A paciente que deixou a filha de um ano e 11 meses morava em Rio Doce e estava internada no Hospital Nossa Senhora das Dores. "Já perdemos outra, da mesma idade, vinda de Santa Margarida", conta Milton Irias. O médico relata o drama: "As equipes estão cansadas, faltam medicamento. Aqui no Hospital Nossa Senhora das Dores a capacidade na enfermaria chegou no limite. Temos 40 pacientes na enfermaria, filas grandes à espera. Muito triste."

 
Atendendo a uma região que congrega 21 municípios, com população estimada em 200 mil pessoas, o setor de saúde de Ponte Nova entrou em colapso e a situação ultrapassa o grau de alarmante. "Só nos resta rezar", resume Cristian. Segundo o médico, além da falta de médicos e fisioterapeutas, na última sexta-feira 15 pessoas estavam na fila do CTI. "Há esgotamento. Um médico ficou três dias diretos de plantão, todos vão se desdobrando. Estamos em busca de outros profissionais para trabalhar, mas está muito difícil", revela.
 
Destacando que o quadro passou de muito grave, o coordenador explica que os 107 leitos clínicos existentes no município estão lotados, o mesmo ocorrendo com os 35 de CTI. "Há quatro pacientes com COVID-19 intubados no nosso centro de referência. Precisamos também de mais equipamentos como ventiladores mecânicos, bomba de infusão de medicamentos e outros para salvar vidas", o médico. 





Retrato cruel


Para tentar atender maior número de pacientes, a direção do Arnaldo Gavazza atua para expandir o número de leitos e encontrar recursos. "Estamos tentando mais nove leitos, mas isso também não resolverá o problema.
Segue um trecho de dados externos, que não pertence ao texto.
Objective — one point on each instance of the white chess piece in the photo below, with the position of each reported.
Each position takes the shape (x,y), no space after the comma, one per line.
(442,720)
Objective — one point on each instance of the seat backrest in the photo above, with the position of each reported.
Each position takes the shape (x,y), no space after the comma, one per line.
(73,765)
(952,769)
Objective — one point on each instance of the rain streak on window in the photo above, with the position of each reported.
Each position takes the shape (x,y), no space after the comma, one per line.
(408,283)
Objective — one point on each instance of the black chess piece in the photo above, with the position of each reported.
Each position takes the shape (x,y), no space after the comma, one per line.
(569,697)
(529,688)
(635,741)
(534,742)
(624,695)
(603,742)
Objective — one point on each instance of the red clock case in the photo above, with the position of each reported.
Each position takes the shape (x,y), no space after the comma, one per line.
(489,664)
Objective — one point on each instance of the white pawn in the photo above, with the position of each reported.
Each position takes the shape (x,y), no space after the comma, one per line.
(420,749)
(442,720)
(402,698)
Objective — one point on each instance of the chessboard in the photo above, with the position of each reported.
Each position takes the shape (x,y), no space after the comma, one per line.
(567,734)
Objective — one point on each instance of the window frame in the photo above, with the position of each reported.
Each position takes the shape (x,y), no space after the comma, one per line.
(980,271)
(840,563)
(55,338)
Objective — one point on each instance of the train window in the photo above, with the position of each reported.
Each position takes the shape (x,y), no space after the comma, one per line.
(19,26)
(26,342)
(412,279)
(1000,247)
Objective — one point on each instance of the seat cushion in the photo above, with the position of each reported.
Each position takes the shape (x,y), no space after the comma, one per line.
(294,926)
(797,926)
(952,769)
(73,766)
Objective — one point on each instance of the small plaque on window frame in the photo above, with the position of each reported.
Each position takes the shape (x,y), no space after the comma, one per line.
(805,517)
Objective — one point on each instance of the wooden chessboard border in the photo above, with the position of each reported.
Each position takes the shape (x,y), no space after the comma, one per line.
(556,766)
Afinal, a procura por atendimento não tem fim". Como retrato cruel da situação em Ponte Nova, município com 88 mortes de COVID-19, Cristian mostra a foto da entrada do centro de referência (hospital de apoio ou de campanha) com muitas ambulâncias vindas dos municípios que compõem a microrreregião de Ponte Nova: Abre Campo, Acaiaca, Alvinópolis, Amparo do Serra, Barra Longa, Diogo de Vasconcelos, Dom Silvério, Guaraciaba, Jequeri, Oratórios, Piedade de Ponte Nova, Ponte Nova, Raul Soares, Rio Casca, Rio Doce, Santa Cruz do Escalvado, Santo Antônio do Grama, São José do Goiabal, Sem Peixe, São Pedro dos Ferros e Urucânia.

 
Cada vez mais preocupado e sem enxergar saídas, o coordenador do Hospital Arnaldo Gavazza diz que os pacientes não são apenas pessoas idosas. "Estão internados ou aguardando leito crianças e jovens. A fila do CTI se forma no hospital, as pessoas esperam aqui mesmo." Com a vacinação muito lenta, agora na faixa etária de 75 a 79 em Ponte Nova, e os hospitais não conseguindo atender a demanda, Cristian vê, como fundamental, abaixar a taxa de transmissão. "Houve mudança no padrão do vírus, antes os quadros eram mais leves. Se há pacientes de todas as idades, é preciso se cuidar ".

Demanda sufocada


"Tem muitos médicos que chegam e falam que não vão ficar porque é COVID. Você vai repor no mercado e não encontra" - Danilo Carvalho, gerente da Santa Casa de Araguari (foto: Arquivo pessoal )
Enquanto os números da COVID-19 aumentam, o fluxo de trabalho em hospitais e os problemas decorrentes da pressão no sistema de saúde também sobem. Em centros médicos do Triângulo Mineiro e do Sul de Minas, o quadro é dramático: ocupação de leitos no limite, médicos exaustos emocionalmente e dificuldades para encontrar medicamentos de intubação a preço acessível. Os gestores e profissionais de saúde ouvidos pelo Estado de Minas dizem que nunca viram nada igual.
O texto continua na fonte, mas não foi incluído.